Dès que l’infection chronique est diagnostiquée chez les personnes atteintes de FK, elle ne peut que
rarement être éradiquée en raison de la capacité des bactéries à former des colonies protégées appelées
films biologiques. Certaines bactéries peuvent devenir très visqueuses (mucoïdes), ce qui les rend
réfractaires au traitement. Le mode de croissance par formation de films biologiques, associé à la
propension à devenir mucoïdes, protège les bactéries contre le système immunitaire de la personne
atteinte de FK et contre les antibiotiques administrés au patient pour traiter l’infection. En outre, il est
actuellement établi que la réaction inflammatoire due aux infections pulmonaires chroniques est la
principale cause de la détérioration du tissu pulmonaire et de la perte de la fonction respiratoire des
poumons chez les personnes atteintes de FK.

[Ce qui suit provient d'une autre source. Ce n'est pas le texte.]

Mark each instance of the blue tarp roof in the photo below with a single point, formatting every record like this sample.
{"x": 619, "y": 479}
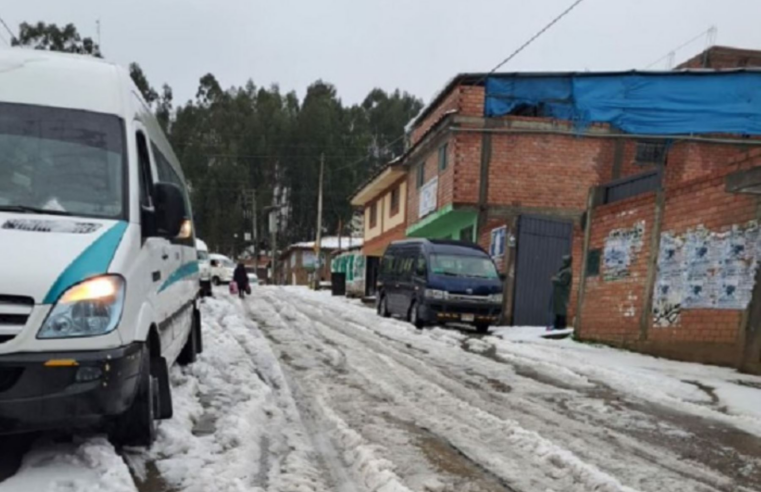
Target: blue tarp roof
{"x": 659, "y": 103}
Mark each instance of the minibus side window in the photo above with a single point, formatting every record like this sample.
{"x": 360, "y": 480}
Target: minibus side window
{"x": 420, "y": 267}
{"x": 144, "y": 162}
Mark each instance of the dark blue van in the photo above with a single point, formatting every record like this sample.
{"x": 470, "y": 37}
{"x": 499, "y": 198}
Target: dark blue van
{"x": 429, "y": 282}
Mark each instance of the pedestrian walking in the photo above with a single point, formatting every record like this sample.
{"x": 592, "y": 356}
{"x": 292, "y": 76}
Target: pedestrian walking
{"x": 240, "y": 277}
{"x": 561, "y": 292}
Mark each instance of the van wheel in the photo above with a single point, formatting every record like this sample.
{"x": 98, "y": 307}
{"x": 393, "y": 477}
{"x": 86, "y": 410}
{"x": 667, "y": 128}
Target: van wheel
{"x": 190, "y": 350}
{"x": 383, "y": 307}
{"x": 137, "y": 426}
{"x": 414, "y": 316}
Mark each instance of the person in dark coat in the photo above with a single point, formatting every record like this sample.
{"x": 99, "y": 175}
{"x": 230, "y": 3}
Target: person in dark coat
{"x": 240, "y": 277}
{"x": 561, "y": 292}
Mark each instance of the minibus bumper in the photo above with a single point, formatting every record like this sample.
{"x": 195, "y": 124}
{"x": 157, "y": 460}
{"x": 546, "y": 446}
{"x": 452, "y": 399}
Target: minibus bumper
{"x": 66, "y": 390}
{"x": 442, "y": 311}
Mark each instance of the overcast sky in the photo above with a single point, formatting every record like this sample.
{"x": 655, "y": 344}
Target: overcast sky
{"x": 415, "y": 45}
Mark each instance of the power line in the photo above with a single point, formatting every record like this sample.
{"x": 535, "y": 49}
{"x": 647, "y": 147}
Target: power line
{"x": 532, "y": 39}
{"x": 710, "y": 32}
{"x": 13, "y": 36}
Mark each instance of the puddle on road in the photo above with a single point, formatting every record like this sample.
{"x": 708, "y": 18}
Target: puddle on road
{"x": 153, "y": 481}
{"x": 467, "y": 475}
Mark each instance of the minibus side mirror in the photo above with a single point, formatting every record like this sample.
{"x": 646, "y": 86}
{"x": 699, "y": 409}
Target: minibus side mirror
{"x": 171, "y": 211}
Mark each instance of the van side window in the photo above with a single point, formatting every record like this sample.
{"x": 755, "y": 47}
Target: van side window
{"x": 144, "y": 163}
{"x": 420, "y": 267}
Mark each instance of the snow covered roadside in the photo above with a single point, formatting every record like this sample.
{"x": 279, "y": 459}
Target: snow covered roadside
{"x": 707, "y": 391}
{"x": 236, "y": 426}
{"x": 91, "y": 466}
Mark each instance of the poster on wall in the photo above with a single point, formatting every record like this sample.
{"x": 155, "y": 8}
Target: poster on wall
{"x": 705, "y": 270}
{"x": 497, "y": 244}
{"x": 428, "y": 195}
{"x": 620, "y": 248}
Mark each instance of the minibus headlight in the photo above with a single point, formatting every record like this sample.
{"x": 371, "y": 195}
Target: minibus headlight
{"x": 91, "y": 308}
{"x": 436, "y": 294}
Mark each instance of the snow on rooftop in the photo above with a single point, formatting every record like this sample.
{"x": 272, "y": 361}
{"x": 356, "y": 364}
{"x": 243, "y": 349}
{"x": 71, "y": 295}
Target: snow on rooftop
{"x": 332, "y": 242}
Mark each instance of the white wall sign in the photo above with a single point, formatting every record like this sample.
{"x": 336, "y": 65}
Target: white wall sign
{"x": 428, "y": 195}
{"x": 497, "y": 245}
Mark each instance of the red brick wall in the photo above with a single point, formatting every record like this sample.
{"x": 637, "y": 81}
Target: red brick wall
{"x": 706, "y": 335}
{"x": 547, "y": 171}
{"x": 466, "y": 100}
{"x": 446, "y": 179}
{"x": 612, "y": 308}
{"x": 722, "y": 57}
{"x": 467, "y": 167}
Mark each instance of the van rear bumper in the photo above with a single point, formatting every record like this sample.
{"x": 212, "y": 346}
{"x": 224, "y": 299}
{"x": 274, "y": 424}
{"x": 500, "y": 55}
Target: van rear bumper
{"x": 80, "y": 389}
{"x": 439, "y": 311}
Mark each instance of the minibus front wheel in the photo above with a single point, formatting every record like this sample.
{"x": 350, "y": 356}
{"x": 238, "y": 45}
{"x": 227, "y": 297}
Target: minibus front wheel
{"x": 137, "y": 426}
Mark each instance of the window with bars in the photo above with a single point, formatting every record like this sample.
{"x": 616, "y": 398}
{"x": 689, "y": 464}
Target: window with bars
{"x": 650, "y": 152}
{"x": 373, "y": 215}
{"x": 395, "y": 201}
{"x": 443, "y": 157}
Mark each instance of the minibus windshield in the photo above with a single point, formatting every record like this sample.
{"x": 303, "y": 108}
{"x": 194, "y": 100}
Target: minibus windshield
{"x": 61, "y": 161}
{"x": 463, "y": 266}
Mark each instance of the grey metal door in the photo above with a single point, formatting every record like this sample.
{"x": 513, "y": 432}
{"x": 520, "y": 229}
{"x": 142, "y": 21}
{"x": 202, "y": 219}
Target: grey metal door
{"x": 541, "y": 244}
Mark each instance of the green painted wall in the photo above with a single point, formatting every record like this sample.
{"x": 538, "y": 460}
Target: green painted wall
{"x": 446, "y": 223}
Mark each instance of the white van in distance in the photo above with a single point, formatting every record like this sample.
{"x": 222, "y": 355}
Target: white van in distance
{"x": 204, "y": 267}
{"x": 99, "y": 270}
{"x": 222, "y": 269}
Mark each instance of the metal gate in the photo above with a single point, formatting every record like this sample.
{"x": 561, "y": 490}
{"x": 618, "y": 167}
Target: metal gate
{"x": 541, "y": 244}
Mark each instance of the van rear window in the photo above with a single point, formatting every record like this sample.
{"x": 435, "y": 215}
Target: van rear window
{"x": 463, "y": 266}
{"x": 64, "y": 161}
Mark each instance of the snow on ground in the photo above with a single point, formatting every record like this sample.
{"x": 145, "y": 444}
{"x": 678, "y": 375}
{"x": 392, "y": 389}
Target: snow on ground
{"x": 91, "y": 466}
{"x": 526, "y": 417}
{"x": 716, "y": 392}
{"x": 298, "y": 391}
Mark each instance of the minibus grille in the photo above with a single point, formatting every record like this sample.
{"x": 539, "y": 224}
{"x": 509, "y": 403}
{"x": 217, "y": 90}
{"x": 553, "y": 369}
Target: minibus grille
{"x": 9, "y": 377}
{"x": 14, "y": 313}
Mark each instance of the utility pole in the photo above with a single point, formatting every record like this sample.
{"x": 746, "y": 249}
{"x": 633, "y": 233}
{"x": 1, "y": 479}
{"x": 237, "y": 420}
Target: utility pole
{"x": 255, "y": 226}
{"x": 318, "y": 243}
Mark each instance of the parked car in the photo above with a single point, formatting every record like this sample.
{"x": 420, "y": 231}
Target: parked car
{"x": 439, "y": 281}
{"x": 99, "y": 271}
{"x": 204, "y": 267}
{"x": 222, "y": 269}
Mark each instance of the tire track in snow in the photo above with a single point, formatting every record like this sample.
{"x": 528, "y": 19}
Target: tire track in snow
{"x": 333, "y": 324}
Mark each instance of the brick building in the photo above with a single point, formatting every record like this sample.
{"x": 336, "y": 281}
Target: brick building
{"x": 724, "y": 57}
{"x": 671, "y": 271}
{"x": 299, "y": 265}
{"x": 514, "y": 156}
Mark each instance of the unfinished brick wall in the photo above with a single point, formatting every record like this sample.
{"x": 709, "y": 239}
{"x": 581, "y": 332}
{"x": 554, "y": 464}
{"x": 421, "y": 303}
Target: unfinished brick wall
{"x": 445, "y": 192}
{"x": 467, "y": 167}
{"x": 613, "y": 301}
{"x": 704, "y": 203}
{"x": 612, "y": 309}
{"x": 466, "y": 100}
{"x": 546, "y": 170}
{"x": 723, "y": 57}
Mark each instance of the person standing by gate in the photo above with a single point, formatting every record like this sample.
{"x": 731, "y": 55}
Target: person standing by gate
{"x": 561, "y": 292}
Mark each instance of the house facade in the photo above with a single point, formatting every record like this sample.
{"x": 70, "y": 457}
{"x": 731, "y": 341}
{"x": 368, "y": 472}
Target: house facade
{"x": 383, "y": 200}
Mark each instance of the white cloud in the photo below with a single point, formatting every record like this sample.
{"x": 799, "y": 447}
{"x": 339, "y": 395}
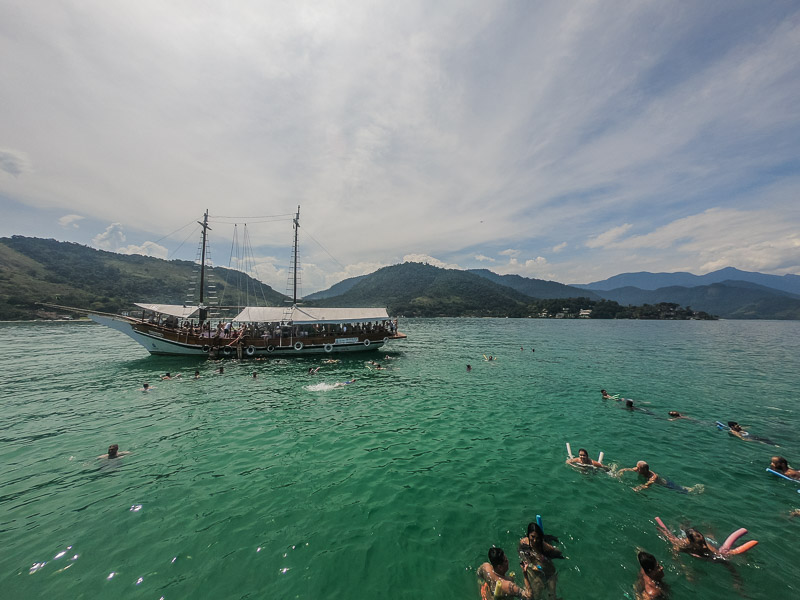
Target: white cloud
{"x": 147, "y": 249}
{"x": 450, "y": 128}
{"x": 111, "y": 239}
{"x": 609, "y": 237}
{"x": 70, "y": 221}
{"x": 14, "y": 162}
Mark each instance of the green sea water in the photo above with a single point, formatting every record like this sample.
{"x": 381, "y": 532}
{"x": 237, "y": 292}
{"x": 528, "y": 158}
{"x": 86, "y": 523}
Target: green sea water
{"x": 394, "y": 486}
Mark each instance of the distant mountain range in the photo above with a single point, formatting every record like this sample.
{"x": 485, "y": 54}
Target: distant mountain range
{"x": 35, "y": 270}
{"x": 653, "y": 281}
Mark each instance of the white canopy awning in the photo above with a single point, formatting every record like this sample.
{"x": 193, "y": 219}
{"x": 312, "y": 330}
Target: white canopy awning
{"x": 310, "y": 315}
{"x": 174, "y": 310}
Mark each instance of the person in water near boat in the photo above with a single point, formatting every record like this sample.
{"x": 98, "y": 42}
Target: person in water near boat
{"x": 113, "y": 452}
{"x": 781, "y": 465}
{"x": 651, "y": 575}
{"x": 735, "y": 429}
{"x": 496, "y": 582}
{"x": 583, "y": 460}
{"x": 643, "y": 469}
{"x": 536, "y": 559}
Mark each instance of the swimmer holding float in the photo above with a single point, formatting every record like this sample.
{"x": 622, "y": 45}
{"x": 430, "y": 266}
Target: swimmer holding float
{"x": 583, "y": 459}
{"x": 696, "y": 544}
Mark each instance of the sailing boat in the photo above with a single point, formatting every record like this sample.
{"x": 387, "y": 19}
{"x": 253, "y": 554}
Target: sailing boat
{"x": 294, "y": 330}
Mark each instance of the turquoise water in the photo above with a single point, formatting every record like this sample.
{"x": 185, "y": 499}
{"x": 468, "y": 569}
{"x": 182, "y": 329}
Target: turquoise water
{"x": 397, "y": 485}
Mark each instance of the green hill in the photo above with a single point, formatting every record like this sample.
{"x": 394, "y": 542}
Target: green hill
{"x": 415, "y": 289}
{"x": 37, "y": 270}
{"x": 536, "y": 288}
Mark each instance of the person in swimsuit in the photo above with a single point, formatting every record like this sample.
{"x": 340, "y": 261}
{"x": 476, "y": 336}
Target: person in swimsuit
{"x": 781, "y": 465}
{"x": 694, "y": 544}
{"x": 113, "y": 452}
{"x": 649, "y": 585}
{"x": 643, "y": 469}
{"x": 583, "y": 460}
{"x": 536, "y": 559}
{"x": 495, "y": 582}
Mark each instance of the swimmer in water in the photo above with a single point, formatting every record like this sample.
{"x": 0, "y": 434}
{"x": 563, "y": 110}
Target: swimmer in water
{"x": 536, "y": 559}
{"x": 651, "y": 574}
{"x": 694, "y": 544}
{"x": 495, "y": 580}
{"x": 736, "y": 429}
{"x": 643, "y": 469}
{"x": 781, "y": 465}
{"x": 113, "y": 452}
{"x": 583, "y": 460}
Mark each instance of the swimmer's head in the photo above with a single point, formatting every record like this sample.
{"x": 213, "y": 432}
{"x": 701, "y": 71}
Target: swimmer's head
{"x": 779, "y": 463}
{"x": 649, "y": 564}
{"x": 497, "y": 557}
{"x": 694, "y": 536}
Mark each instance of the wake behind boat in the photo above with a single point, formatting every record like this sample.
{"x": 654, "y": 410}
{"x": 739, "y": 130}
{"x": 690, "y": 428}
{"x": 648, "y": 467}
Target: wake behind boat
{"x": 250, "y": 331}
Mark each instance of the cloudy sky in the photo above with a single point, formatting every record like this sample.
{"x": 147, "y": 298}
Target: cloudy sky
{"x": 560, "y": 140}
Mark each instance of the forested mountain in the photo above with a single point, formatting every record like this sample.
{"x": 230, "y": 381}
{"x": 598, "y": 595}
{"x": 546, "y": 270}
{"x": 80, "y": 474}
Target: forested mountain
{"x": 36, "y": 270}
{"x": 536, "y": 288}
{"x": 653, "y": 281}
{"x": 731, "y": 299}
{"x": 336, "y": 289}
{"x": 423, "y": 290}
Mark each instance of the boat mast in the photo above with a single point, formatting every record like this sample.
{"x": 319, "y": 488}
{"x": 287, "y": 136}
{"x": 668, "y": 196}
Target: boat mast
{"x": 205, "y": 227}
{"x": 294, "y": 278}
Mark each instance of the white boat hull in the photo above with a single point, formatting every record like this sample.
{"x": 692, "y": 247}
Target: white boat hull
{"x": 154, "y": 343}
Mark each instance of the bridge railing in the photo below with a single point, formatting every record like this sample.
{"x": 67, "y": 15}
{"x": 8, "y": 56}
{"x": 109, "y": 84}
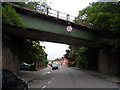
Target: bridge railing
{"x": 64, "y": 16}
{"x": 58, "y": 14}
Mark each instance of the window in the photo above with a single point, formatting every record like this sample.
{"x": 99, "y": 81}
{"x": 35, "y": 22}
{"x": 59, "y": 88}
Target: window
{"x": 9, "y": 76}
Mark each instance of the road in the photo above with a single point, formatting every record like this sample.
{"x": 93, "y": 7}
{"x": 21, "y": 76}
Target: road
{"x": 66, "y": 77}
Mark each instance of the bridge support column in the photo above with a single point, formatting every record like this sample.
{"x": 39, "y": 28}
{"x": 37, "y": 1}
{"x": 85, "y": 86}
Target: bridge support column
{"x": 108, "y": 62}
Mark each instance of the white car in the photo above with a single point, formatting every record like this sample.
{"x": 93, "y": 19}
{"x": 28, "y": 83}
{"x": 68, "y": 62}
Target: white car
{"x": 54, "y": 66}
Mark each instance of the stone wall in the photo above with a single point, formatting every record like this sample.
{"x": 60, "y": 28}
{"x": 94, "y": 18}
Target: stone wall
{"x": 9, "y": 61}
{"x": 108, "y": 62}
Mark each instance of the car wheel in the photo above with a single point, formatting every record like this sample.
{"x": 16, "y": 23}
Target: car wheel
{"x": 25, "y": 88}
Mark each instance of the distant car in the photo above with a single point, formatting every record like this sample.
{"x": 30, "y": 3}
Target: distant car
{"x": 10, "y": 81}
{"x": 24, "y": 65}
{"x": 54, "y": 66}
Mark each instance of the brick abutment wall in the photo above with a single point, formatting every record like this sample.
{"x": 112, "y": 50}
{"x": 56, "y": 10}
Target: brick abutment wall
{"x": 108, "y": 62}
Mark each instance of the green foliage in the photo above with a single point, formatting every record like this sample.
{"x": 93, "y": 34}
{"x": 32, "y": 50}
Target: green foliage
{"x": 40, "y": 6}
{"x": 10, "y": 16}
{"x": 104, "y": 16}
{"x": 32, "y": 51}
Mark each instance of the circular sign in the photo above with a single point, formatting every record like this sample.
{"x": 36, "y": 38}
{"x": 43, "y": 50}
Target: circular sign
{"x": 69, "y": 28}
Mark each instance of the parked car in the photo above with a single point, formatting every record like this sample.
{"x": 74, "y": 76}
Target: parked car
{"x": 24, "y": 65}
{"x": 11, "y": 81}
{"x": 54, "y": 66}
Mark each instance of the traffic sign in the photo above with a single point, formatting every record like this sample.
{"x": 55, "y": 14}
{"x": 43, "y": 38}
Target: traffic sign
{"x": 69, "y": 28}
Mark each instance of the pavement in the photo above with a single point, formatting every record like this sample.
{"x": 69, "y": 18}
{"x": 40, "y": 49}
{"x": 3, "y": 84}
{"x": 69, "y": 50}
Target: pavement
{"x": 32, "y": 75}
{"x": 114, "y": 79}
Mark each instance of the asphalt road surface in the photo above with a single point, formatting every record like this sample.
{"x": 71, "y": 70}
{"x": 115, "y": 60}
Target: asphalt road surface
{"x": 67, "y": 77}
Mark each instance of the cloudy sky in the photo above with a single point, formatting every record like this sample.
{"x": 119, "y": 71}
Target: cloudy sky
{"x": 71, "y": 7}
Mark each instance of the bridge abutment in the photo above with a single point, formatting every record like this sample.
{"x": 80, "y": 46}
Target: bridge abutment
{"x": 108, "y": 62}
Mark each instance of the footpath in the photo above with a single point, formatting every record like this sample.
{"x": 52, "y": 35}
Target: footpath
{"x": 114, "y": 79}
{"x": 32, "y": 75}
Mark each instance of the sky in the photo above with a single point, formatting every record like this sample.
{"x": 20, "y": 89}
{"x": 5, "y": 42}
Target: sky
{"x": 72, "y": 7}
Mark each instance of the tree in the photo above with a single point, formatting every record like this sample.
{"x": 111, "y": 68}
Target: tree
{"x": 10, "y": 16}
{"x": 27, "y": 50}
{"x": 104, "y": 16}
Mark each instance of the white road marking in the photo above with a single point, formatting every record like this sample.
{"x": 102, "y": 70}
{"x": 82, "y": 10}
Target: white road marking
{"x": 44, "y": 86}
{"x": 53, "y": 78}
{"x": 49, "y": 82}
{"x": 48, "y": 72}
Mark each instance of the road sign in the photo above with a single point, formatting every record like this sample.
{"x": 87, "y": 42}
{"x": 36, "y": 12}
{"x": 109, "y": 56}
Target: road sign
{"x": 69, "y": 28}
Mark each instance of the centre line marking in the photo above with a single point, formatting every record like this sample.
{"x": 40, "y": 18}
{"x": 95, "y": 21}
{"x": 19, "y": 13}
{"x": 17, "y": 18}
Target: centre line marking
{"x": 44, "y": 86}
{"x": 49, "y": 82}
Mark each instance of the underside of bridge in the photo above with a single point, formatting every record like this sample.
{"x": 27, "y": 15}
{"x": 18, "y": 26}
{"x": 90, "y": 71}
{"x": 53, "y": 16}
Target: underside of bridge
{"x": 45, "y": 36}
{"x": 43, "y": 27}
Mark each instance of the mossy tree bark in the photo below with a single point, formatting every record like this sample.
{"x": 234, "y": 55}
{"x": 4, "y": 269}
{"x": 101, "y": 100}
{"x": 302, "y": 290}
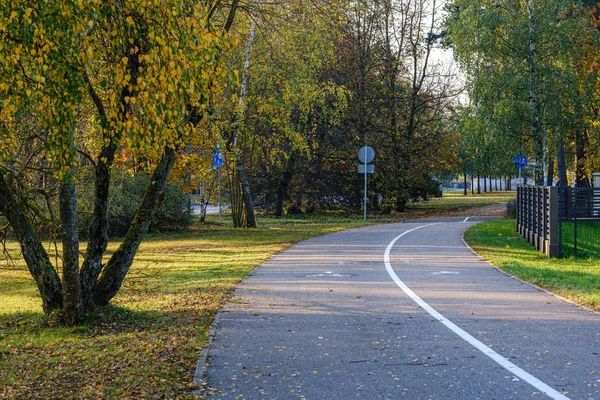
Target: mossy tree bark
{"x": 34, "y": 253}
{"x": 113, "y": 274}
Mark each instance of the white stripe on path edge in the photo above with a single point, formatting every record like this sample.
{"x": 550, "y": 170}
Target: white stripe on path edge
{"x": 503, "y": 362}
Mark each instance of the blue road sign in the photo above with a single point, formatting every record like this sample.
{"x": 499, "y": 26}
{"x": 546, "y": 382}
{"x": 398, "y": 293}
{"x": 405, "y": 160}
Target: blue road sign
{"x": 520, "y": 161}
{"x": 218, "y": 159}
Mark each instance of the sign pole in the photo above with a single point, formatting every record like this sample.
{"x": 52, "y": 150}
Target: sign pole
{"x": 365, "y": 184}
{"x": 220, "y": 210}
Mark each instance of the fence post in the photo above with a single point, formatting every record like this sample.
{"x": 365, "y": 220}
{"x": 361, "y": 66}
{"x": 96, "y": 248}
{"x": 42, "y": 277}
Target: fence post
{"x": 553, "y": 246}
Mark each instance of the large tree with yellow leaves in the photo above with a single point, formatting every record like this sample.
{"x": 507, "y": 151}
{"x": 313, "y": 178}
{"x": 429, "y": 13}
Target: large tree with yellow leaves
{"x": 81, "y": 82}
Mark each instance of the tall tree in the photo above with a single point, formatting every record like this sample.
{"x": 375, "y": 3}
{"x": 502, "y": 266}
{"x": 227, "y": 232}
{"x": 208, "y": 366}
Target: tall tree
{"x": 146, "y": 71}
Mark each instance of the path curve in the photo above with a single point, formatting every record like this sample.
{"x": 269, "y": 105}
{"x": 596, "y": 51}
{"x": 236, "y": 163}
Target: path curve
{"x": 324, "y": 320}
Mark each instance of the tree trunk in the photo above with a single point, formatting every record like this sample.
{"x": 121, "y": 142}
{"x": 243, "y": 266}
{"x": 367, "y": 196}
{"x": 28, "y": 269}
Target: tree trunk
{"x": 580, "y": 176}
{"x": 241, "y": 171}
{"x": 72, "y": 310}
{"x": 562, "y": 164}
{"x": 98, "y": 230}
{"x": 284, "y": 183}
{"x": 536, "y": 124}
{"x": 246, "y": 194}
{"x": 116, "y": 268}
{"x": 550, "y": 178}
{"x": 34, "y": 253}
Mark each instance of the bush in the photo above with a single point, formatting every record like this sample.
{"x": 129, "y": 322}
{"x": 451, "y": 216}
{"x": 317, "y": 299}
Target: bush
{"x": 511, "y": 208}
{"x": 126, "y": 192}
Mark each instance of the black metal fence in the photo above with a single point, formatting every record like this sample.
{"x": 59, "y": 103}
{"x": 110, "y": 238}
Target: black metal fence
{"x": 537, "y": 217}
{"x": 560, "y": 221}
{"x": 579, "y": 215}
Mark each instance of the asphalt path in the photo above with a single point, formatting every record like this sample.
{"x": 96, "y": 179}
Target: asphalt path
{"x": 398, "y": 311}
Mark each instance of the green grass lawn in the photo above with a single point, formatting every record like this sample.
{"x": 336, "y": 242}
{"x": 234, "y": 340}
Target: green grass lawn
{"x": 588, "y": 239}
{"x": 575, "y": 279}
{"x": 451, "y": 200}
{"x": 146, "y": 344}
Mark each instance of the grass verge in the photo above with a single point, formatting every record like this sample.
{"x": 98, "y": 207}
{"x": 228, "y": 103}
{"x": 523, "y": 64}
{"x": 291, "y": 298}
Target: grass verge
{"x": 146, "y": 344}
{"x": 498, "y": 242}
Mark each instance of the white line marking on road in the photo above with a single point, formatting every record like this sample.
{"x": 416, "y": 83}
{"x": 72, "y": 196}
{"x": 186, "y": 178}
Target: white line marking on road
{"x": 527, "y": 377}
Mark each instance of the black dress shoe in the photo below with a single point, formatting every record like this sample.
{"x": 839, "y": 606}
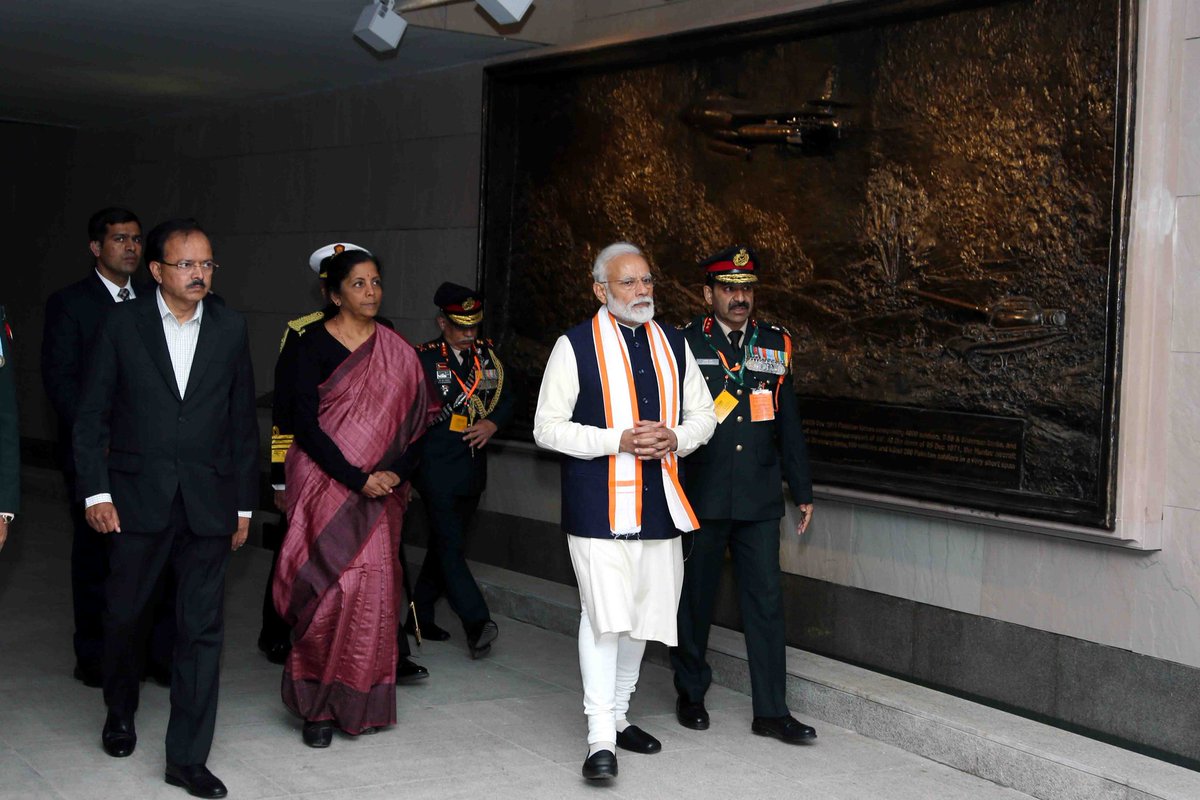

“Si les personnes atteintes de FK pouvaient éviter l’infection pulmonaire chronique ou au moins
retarder aussi longtemps que possible l’apparition des premiers signes de l’infection chronique, leur
espérance de vie augmenterait considérablement ”
Au cours des dernières années, l’amélioration du traitement des infections pulmonaires chroniques a
contribué considérablement à une augmentation sensible de l’espérance de vie et du pronostic de la
FK. D’autres initiatives telles que le traitement rapide du diabète, la physiothérapie et le traitement à
l’ANDase (Pulmozyme), ont aussi concouru à l’amélioration de la qualité de la vie des personnes
atteintes de FK. Si les personnes atteintes de FK pouvaient éviter l’infection pulmonaire chronique ou
au moins retarder aussi longtemps que possible l’apparition des premiers signes de l’infection
chronique, leur espérance de vie augmenterait considérablement. Le présent article montre comment
des initiatives relativement simples mises en œuvre au Danemark, ont amélioré le pronostic de la FK
chez les patients.
Mode de transmission
Pour éviter l’infection pulmonaire, il faut tenir compte du mode de transmission de l’agent pathogène.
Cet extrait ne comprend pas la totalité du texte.